Topology Attack and Defense for Graph Neural Networks: An Optimization Perspective
This addresses the adversarial vulnerability of GNNs, which is crucial for applications relying on graph data, though it is incremental as it builds on existing attack and defense concepts.
The authors tackled the problem of adversarial robustness in Graph Neural Networks (GNNs) by developing a gradient-based attack method that perturbs edges, resulting in a noticeable decrease in classification performance with only a small number of edge perturbations, and they proposed an optimization-based adversarial training method that yields higher robustness against attacks without sacrificing accuracy on the original graph.
Graph neural networks (GNNs) which apply the deep neural networks to graph data have achieved significant performance for the task of semi-supervised node classification.
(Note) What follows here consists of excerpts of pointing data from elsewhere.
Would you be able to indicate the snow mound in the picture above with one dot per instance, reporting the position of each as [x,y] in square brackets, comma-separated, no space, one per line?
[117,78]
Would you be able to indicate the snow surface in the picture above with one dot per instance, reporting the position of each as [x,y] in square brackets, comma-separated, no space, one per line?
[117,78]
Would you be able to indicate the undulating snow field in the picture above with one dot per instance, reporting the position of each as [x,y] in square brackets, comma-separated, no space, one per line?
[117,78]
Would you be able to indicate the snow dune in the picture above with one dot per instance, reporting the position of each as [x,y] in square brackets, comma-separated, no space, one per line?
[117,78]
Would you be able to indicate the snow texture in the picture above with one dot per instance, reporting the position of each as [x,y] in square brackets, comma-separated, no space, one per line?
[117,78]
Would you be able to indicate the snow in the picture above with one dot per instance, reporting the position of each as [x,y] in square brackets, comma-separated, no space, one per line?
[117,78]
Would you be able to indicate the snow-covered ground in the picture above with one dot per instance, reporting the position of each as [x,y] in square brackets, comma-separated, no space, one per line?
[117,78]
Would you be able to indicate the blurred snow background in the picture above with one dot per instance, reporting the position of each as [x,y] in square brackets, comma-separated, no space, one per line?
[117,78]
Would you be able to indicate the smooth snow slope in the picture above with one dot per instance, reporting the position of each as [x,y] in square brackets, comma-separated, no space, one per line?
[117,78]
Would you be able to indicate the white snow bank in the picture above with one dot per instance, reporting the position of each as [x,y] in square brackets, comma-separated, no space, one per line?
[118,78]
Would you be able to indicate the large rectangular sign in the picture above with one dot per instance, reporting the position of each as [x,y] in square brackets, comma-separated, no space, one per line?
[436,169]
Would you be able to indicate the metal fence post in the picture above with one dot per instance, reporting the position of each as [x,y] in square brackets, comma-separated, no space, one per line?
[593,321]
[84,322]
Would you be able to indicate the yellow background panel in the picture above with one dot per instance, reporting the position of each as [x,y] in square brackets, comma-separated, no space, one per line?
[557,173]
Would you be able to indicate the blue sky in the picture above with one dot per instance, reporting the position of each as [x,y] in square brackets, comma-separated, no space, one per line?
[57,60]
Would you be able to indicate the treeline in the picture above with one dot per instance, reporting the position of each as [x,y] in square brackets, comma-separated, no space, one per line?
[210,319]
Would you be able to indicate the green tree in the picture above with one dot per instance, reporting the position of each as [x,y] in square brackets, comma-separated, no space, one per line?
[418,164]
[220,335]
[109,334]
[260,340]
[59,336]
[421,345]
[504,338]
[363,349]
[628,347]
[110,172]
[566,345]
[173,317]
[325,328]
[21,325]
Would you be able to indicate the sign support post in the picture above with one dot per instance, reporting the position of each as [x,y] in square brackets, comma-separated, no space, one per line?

However, only few work has addressed the adversarial robustness of GNNs. In this paper, we first present a novel gradient-based attack method that facilitates the difficulty of tackling discrete graph data. When comparing to current adversarial attacks on GNNs, the results show that by only perturbing a small number of edge perturbations, including addition and deletion, our optimization-based attack can lead to a noticeable decrease in classification performance. Moreover, leveraging our gradient-based attack, we propose the first optimization-based adversarial training for GNNs. Our method yields higher robustness against both different gradient based and greedy attack methods without sacrificing classification accuracy on original graph.